The Implications Of Amazon’s Bid For Fox’s Regional Sports Networks
Hot on the heels of 21CF (21stCentury Fox) securing a renewal of its multi-year distribution deal with the leading US pay TV operator AT&T; 21CF’s regional US Sports networks are now in play. According to CNBC, tech major Amazon is bidding for all 21CF’s 22 regional sports TV networks. This comes on the back of the ramifications of the Disney acquisition of the 21CF’s non-sports assets back in December 2017. The approval of the acquisition by the US Department of Justice is contingent on Disney off-loading the 22 regional sports networks due to its existing ownership of the ESPN network. 21CF’s securing of multi-year nationwide distribution with AT&T has reinvigorated the attractiveness of the assets, which have been valued at between $19-20 billion on EBITDA earnings of $2 billion.

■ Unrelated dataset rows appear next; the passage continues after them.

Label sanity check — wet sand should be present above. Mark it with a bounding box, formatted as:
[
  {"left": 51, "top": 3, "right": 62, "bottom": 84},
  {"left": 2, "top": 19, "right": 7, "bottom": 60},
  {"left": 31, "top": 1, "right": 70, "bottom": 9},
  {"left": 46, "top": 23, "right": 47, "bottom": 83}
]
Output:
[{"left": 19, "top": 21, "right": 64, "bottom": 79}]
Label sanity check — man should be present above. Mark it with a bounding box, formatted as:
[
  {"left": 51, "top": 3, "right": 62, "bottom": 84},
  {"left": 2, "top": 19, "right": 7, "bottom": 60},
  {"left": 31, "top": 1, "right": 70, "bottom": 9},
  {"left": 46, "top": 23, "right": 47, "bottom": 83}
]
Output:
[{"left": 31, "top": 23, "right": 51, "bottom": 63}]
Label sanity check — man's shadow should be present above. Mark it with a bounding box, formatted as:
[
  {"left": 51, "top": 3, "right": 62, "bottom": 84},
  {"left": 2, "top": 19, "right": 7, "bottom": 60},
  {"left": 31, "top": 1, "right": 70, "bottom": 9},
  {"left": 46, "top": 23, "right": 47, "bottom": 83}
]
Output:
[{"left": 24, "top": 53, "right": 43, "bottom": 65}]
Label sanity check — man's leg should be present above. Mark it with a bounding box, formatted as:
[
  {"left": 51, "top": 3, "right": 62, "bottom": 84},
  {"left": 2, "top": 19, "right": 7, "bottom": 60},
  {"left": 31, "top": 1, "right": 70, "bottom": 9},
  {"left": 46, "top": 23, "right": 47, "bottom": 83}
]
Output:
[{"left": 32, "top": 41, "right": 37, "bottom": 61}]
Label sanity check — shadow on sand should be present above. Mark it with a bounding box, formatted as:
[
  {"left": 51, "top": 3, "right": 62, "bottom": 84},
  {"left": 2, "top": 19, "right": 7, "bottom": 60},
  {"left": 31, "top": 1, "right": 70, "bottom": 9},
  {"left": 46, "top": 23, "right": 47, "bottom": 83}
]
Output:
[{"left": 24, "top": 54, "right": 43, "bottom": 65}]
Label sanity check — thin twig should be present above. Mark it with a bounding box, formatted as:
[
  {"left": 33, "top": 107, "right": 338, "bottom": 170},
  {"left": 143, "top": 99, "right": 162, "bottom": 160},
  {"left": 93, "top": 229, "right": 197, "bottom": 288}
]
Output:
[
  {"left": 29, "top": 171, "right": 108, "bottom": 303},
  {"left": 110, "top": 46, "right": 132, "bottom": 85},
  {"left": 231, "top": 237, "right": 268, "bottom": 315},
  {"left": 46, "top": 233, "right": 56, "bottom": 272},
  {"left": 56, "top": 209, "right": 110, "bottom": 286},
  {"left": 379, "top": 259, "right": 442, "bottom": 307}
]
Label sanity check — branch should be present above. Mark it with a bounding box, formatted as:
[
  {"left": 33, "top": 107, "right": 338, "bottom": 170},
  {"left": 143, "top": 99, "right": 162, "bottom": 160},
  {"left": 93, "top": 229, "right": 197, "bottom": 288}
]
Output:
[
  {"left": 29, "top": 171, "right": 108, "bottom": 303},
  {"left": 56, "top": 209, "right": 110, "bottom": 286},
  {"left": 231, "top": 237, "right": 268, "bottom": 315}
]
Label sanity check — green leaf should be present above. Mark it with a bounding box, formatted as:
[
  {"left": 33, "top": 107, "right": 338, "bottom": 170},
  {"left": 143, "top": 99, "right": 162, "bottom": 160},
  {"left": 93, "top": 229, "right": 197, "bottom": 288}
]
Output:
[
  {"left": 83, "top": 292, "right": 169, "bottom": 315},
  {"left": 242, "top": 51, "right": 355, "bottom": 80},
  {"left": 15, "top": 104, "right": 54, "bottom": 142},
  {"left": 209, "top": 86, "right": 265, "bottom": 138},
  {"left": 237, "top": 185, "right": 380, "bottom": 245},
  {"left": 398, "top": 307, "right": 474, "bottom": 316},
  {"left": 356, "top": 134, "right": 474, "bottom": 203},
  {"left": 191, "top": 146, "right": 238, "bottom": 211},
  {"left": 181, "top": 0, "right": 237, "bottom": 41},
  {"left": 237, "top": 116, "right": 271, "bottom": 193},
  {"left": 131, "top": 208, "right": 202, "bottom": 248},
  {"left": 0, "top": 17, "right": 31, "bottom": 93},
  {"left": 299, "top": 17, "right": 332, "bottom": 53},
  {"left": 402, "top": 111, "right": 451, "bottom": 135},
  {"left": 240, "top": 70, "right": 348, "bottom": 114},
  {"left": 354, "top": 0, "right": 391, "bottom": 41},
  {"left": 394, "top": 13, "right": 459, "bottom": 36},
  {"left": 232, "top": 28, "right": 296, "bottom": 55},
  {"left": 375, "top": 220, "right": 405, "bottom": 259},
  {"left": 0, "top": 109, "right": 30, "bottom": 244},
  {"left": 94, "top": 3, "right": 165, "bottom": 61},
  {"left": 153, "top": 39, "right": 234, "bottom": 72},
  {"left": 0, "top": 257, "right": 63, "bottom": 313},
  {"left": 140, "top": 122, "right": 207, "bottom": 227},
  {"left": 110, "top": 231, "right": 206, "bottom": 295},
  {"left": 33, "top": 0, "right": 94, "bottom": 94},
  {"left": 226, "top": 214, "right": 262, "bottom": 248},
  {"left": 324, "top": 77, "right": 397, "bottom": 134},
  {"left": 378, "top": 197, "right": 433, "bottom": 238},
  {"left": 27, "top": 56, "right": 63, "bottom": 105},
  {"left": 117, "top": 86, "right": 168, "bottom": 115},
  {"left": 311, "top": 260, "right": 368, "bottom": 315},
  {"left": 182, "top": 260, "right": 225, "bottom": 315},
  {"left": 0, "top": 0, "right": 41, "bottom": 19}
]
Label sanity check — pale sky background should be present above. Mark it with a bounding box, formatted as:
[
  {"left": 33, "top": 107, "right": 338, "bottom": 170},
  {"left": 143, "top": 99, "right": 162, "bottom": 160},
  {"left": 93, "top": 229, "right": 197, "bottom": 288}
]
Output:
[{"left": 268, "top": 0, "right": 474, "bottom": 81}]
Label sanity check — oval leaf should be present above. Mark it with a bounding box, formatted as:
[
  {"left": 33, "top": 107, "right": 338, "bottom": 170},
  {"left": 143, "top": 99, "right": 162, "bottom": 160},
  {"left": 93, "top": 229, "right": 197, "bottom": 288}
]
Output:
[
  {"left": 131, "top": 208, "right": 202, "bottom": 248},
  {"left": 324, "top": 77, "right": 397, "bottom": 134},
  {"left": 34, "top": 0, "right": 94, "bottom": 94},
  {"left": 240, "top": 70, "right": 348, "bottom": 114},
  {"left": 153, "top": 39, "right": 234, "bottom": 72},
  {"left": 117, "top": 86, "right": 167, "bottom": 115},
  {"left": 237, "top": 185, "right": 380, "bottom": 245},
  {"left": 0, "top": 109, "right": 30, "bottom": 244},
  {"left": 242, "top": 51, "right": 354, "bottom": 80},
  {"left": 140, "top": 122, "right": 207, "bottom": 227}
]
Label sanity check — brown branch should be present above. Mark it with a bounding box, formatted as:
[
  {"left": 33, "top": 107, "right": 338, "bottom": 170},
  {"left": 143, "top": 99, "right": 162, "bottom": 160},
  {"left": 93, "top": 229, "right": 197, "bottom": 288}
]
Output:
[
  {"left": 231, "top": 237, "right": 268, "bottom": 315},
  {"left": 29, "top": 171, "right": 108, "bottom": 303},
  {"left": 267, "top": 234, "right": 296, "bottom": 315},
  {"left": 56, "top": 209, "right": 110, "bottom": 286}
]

What Amazon Can Do With 22 Regional Sports Networks
For Amazon, the opportunity to acquire the 22 Regional sports networks represents much more than the ability to acquire a tier 1 set of sporting assets and associated inventory. Amazon’s TV content is solely being delivered through its streaming platform via Amazon Prime Video and through its home entertainment functionality on its ecommerce platform. The current set of rights deals around the regional sports networks will preclude the blanket ability to switch the sports coverage onto Amazon Prime to complement its existing streaming sports coverage in the US. However, Amazon has a much greater prize in store if it secures these 22 networks.
With the multi-year AT&T deal in place for distributing the regional sports networks on DirecTV, U-Verse and AT&T’s streaming app DirecTV Now, Amazon could effectively replicate its Whole Foods Market strategy – buy up a proven non-digital market leader, run it as a separate standalone business, and use it for both incremental revenue growth and key market learnings. The market learnings will be how to accelerate and incorporate Amazon Marketing Services (Amazon’s rapidly growing advertising business, which is projected to generate $3.7 billion in revenues in 2018) into video and specifically into the sports video space.
Although the duration of the multi-year distribution deal with AT&T has yet to be disclosed, when the terms expire, Amazon will have effectively run a profitable data-gathering exercise, and will have acquired a talent pool of ex-Fox video ad integration specialists to its video offering, which means it will be optimally placed to integrate an ad-supported sports offering into its digital content proposition in the next 3-5 years, which is the typical lifetime of a TV distribution deal.
Amazon’s move therefore, could have huge ramifications for pay-TV currently in both satellite and telco ,and in the future through streaming. And for Disney… well they get $20 billion to pump into their direct-to-consumer offerings ESPN+ and Disney+.